I let one hand fall to my side, clutching a handful of the sheets, and the other glides over his back, admiring his toned physique. With a smirk, Carter brings my legs back to the bed. Then, he lifts both of my hands over my head and buries his face in the crook of my neck. Wave after wave of desire continues to build within me. With a sigh, I link my feet over his waist and squeeze my eyes shut.

Then, my body is jerking, writhing, and spasming as I ride out another orgasm, even more powerful than the last. I’m gasping for breath and trying to see past the spots dancing in my field of vision when I hear Carter’s moans. He gives a few more powerful thrusts, and his own body begins to shake. When he releases my hands, I link them over his neck and bring his forehead to mine. His uneven breath is on my face as he rides out his own release, and warmth seeps between my legs.

Once he’s done, he lets out a deep and shaky breath, but neither of us moves.

I have no idea what’s going to happen once we become two separate people again, but I’m reluctant to go back to that. It’s been months since Carter and I have re-connected like this, months since I’ve looked at him and seen the man I love rather than the man responsible for so much chaos and destruction.

And I’m loathe to let the outside world back in. All it’s done is to try to tear us apart and give me too many reasons to leave him.

But as Carter continues to loom over me, his body slick with sweat and his heart hammering beneath my palm, I begin to realize something I should’ve known all along.

I can’t escape Carter, not anymore. No matter what happens, he is a part of me, and I can’t get him out. Nor do I want him to, not if it means having to let go for good.

With a deep exhale, Carter presses a kiss to my forehead and eases out of me.
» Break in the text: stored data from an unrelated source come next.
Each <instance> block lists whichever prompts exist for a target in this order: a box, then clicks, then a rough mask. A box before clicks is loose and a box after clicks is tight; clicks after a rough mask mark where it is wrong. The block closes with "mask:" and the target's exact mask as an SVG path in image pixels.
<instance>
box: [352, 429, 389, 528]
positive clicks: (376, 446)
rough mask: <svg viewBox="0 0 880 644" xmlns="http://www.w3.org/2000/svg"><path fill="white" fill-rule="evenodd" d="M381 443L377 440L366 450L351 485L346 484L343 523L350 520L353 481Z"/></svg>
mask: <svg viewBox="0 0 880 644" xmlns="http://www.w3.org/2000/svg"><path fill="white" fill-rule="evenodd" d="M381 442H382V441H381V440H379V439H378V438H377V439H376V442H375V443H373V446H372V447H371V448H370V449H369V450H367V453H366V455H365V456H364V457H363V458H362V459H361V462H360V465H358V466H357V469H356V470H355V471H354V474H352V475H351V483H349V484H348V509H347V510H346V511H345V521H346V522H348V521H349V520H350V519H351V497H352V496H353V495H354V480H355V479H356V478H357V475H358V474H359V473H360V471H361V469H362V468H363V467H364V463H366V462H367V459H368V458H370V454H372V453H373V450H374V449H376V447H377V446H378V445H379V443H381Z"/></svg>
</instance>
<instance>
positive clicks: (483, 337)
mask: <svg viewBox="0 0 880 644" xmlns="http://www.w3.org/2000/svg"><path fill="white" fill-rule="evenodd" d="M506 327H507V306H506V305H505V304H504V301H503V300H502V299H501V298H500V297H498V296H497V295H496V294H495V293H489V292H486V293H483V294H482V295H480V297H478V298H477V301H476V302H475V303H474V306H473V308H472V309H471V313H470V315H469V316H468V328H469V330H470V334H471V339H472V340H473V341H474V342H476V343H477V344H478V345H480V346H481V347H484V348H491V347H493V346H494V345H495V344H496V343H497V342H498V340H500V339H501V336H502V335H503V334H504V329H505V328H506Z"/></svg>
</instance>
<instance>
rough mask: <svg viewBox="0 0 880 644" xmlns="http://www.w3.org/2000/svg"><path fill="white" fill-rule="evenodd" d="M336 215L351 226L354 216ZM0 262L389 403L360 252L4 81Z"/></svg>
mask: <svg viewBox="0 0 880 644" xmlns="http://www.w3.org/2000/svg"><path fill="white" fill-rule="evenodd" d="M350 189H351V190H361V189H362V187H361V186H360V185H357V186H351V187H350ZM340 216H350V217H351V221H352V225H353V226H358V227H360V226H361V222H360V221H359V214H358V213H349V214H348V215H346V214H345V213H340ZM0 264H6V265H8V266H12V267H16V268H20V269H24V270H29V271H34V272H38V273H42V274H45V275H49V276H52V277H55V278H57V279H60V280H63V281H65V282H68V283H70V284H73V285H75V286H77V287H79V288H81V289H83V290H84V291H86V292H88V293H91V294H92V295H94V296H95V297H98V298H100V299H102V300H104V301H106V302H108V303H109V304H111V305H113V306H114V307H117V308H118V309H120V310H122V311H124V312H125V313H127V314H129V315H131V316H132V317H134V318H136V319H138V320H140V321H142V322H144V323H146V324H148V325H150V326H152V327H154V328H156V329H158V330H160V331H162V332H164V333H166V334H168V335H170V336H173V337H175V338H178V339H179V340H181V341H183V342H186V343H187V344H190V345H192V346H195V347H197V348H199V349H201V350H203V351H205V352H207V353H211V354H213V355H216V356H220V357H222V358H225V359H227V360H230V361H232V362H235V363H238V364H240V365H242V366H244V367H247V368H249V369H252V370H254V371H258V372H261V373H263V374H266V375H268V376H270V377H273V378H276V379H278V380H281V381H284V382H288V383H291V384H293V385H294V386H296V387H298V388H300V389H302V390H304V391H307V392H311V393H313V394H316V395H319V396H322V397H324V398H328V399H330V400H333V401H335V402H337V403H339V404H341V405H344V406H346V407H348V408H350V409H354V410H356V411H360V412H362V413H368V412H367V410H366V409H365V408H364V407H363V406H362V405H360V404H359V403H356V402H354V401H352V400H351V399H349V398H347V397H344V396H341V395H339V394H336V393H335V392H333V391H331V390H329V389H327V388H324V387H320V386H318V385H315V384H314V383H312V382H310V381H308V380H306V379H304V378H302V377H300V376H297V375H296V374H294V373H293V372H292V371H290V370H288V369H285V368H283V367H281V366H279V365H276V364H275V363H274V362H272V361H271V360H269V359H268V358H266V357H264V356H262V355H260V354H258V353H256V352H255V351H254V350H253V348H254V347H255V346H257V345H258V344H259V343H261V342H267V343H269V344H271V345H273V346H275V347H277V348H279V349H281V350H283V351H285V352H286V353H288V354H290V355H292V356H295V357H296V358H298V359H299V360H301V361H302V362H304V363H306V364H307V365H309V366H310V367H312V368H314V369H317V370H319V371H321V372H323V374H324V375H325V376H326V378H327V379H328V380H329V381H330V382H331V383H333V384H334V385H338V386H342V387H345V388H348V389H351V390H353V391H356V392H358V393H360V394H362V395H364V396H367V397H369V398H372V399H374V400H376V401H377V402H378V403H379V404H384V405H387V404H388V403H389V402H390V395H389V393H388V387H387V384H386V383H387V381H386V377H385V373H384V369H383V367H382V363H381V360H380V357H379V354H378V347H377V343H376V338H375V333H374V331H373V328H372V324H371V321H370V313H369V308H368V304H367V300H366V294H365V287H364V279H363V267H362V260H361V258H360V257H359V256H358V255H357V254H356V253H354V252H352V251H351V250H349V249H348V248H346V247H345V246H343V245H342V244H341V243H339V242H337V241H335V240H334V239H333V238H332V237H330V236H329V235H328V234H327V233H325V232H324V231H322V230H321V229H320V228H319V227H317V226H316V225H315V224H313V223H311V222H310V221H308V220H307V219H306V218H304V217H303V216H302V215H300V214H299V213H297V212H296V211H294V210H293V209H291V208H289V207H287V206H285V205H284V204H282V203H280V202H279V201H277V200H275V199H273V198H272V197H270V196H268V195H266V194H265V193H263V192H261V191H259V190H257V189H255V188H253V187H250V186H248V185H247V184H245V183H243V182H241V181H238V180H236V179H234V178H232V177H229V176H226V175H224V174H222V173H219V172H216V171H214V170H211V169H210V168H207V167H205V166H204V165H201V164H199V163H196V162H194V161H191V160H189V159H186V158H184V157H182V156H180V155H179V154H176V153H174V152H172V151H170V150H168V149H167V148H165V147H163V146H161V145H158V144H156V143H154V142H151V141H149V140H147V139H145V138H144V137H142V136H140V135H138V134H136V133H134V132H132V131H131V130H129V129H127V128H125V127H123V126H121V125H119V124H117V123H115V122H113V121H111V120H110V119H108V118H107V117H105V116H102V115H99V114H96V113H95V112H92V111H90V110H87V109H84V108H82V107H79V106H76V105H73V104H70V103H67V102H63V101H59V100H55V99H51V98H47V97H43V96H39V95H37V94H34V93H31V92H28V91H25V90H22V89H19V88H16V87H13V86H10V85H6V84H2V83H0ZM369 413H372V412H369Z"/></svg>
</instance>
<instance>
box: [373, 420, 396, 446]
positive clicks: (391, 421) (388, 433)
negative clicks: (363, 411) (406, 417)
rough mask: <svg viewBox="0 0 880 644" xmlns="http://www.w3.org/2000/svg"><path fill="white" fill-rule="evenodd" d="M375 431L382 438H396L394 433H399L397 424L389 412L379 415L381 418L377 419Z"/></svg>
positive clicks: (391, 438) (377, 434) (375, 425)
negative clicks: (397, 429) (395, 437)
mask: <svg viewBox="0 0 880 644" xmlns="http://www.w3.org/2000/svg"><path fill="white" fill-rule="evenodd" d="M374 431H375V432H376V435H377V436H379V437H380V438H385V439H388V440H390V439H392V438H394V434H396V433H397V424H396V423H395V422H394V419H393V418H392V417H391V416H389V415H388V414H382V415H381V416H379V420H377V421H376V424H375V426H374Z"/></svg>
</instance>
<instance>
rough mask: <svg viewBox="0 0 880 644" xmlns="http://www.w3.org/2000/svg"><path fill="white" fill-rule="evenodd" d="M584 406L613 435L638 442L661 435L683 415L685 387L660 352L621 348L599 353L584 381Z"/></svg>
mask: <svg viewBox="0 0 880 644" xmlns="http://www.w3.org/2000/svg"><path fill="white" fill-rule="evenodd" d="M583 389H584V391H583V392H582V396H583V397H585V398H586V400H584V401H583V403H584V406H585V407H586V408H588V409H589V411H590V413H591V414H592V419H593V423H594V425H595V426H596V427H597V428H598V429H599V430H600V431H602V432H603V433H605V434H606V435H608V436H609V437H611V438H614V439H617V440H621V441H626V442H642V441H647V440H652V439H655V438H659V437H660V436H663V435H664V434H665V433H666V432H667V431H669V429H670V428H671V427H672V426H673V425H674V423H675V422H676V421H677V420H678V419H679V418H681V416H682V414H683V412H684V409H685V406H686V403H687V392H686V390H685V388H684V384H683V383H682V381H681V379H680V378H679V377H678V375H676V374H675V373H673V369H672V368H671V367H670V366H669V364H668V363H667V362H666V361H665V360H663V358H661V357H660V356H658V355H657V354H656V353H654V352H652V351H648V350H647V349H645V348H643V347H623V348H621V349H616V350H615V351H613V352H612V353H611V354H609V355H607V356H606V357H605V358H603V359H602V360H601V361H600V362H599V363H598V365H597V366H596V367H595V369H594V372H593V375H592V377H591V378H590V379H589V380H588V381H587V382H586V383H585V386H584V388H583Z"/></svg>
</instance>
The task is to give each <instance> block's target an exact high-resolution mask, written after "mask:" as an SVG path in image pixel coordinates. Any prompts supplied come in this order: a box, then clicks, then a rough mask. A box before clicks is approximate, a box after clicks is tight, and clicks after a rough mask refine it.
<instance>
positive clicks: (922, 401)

He collapses onto the mattress and drapes an arm over my shoulders. When he tucks me into his side, I nuzzle into his neck and throw one leg over him. After a brief pause, Carter presses his lips to my forehead, letting out another harsh breath.

I can barely hear over the pounding of my heart. All I want to do is prop myself up on my elbow, trace his features, and commit them to memory. But I’m still afraid of what I’m going to see when I look at his face.

A lump rises in the back of my throat as Carter squeezes my shoulder and then sits up, his eyes darting around. He stands up, and I admire the smooth and taut muscles of his back as he returns with two blankets from the closet. His brows are furrowed together as he unfolds one and throws it over me. Then he unfolds the other one and climbs back into bed with me.

Nestled in a cocoon of warmth, it feels like nothing else can get to us. Or stop us.

I trace the hairs on his chest and ignore the warning voice in the back of my head. “What made you decide to come back?”

Carter strokes my hair and then moves down the length of my back. “I had another meeting with the Natoris and Philipses. It didn’t go well.”

My stomach twists. “Why not?”

“They’ve got another backer, and I’m sure the mayor knows who it is, so I had to pay him a visit,” Carter replies after a lengthy pause. “When I was done, I knew there was nowhere else I’d rather go. You’re my home, dove, and not being able to come back to you… I don’t fucking like it.”

“I don’t like it either,” I whisper, my eyes welling with tears.

Carter places two fingers under my chin and tilts my head up so I’m looking at him directly. “I didn’t kill the mayor. I’ve been trying not to beat the shit out of people unless I have to, and it’s hard.”

I stare at him.

“But I’m trying,” Carter continues, his expression darkening. “And I’m going to keep trying because you and the baby deserve better.”